Dave M's Guide to Styx
By Dave M
In this series, we are going to give you a quick breakdown of each champion. This is geared mostly towards people who have not played with this champion much, so it’s not an in depth tactical treatise. This is more of a quick breakdown and assessment of the champion.
We will grade each champion’s offense, defense, support, mobility, and control. We’ll explain each grade and then give you a quick vision of a dream activation for that champion.
In a separate series, Grumpysarn has written about how champions match up with each other. Here are the matchup evaluations for Guardians, Maelstroms, Slayers, and Shapers.
Here is the grading scale for each category:
Here are Styx's cards:
Styx is a unique champion who can take a few games to really come round to or notice his impact in a game, but once you do he provides a lot of reliability and area control without relying on dice rolls.
Offense - Bad This could arguably be average, but with a range 1 5 accuracy 5 damage Scythe Slash, he's not really scaring anyone, even if his free armour blight from Dead Beckoning pushes this to be more like 6-and-a-bit damage dice. Meanwhile, the Hound's Triple Bite is interesting and potentially versatile, but unreliable. It is most effective against dwarves, dragons and other dodge 2's. Occasionally it might get you the damage you need against a dodge 4, but you cannot rely on it. I often don't attack with Styx or his dogs and engage in banner or movement shenanigans instead.

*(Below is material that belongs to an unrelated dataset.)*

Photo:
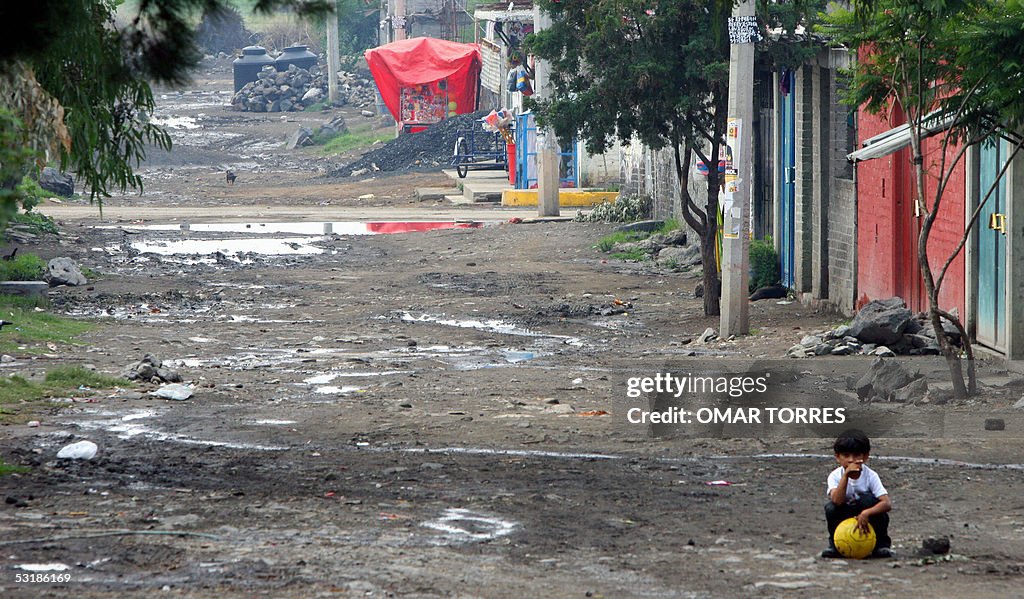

Defense - Average At a 4/2 profile with 6 wounds, Styx is Nia levels of tough but without her range. It's pretty average: unlikely to be one-shot, but not tough enough to reliably stick in a fight. However, the damage blight on Scythe Slash and the ability to ultimate someone away does give him some more survivability. Likewise, the Hounds are just tough enough to be a pain, but not enough to take a real beating. Most high accuracy attacks are low damage so may only chip away at them, but they'll suffer against big attacks like a Blackjaw Kick or Kailinn Flashing Blade. Support - Good Okay, so now it's getting more into Styx's strengths. A free, dice-less shield blight from Dead Beckoning is amazing: even better than having another damage dice. Likewise, after the initial turns the Hounds typically don't need to use Pack Hunters and so are free to Howl enemies, which combines nicely with the high dodge of this warband. The Hounds' Drag is amongst their biggest strength: it can remove followers from blocking your path in both phases in a way only Maelstroms or Landslide can usually compare to. Again, without dice. Note: you can only drag towards one hound, not both. Mobility - Average With a 2 hex movement in each phase, Styx is arguably quite slow. However, his passive and Apparition (essentially giving him another hex of movement if you Apparition a banner closer) means he has less need for more movespeed so long as you find him a cluster of hexes to sit on. The Hounds on the other hand are fast pups. Pack Hunters gives them a lot of threat range onto banners or to get into position to Drag, with Drag once more removing obstacles from Styx's path and mitigating his slow move speed.
Control - Outstanding Styx's greatest strength is dice-less, reliable control and banner denial of an area. His passive and ultimate are both amongst the best in the game. Unless enemies have a high-accuracy push - as Haunted means he can't be moved when KO'd - Styx can just set up in a hex cluster and freely deny banners in that area: let alone with his dogs to threaten them too. The dogs may rarely get off Torn to Shreds, but they provide another angle of threat and can deter a banner from even being planted near them in the first place (e.g., if they're by your home hexes on Quest). Apparition gives Styx even more options: create a new hex cluster on Life, bring an enemy banner closer for Styx to crush, or move a friendly banner closer to Styx and further out of reach of the enemy. Styx's ultimate cements the area denial theme from his passive further. So long as you can predict what your enemy wants to do, you can stop it, again without rolling dice: usually this saves your banner and gives Styx the initiative. You just use this skill and ruin that champion's activation: potentially shutting down the likes of Skullbreaker or Titus for that phase. Use this at key points, such as turn 3, to knock out a champ and guarantee you a banner advantage or shut down a big activation.
Here we see Styx dispatching Rhodri with the Reaping. This both saves Styx's banner and takes out Rhodri's. Though Styx does not score steps from the KO, this activation swings nine end phase steps on the Battle Ladder.
Styx does well into particularly tough champions, like Halftusk and Rhodri, as his ult negates their survivability and he can deny them the banner advantage. He can struggle against champions that can get through the high dodge of him and the hounds, such as Lorsann and Luella. He goes well with most allies as he is versatile, but can support Guardians in protecting their banners or provide control to complement a Slayer's damage.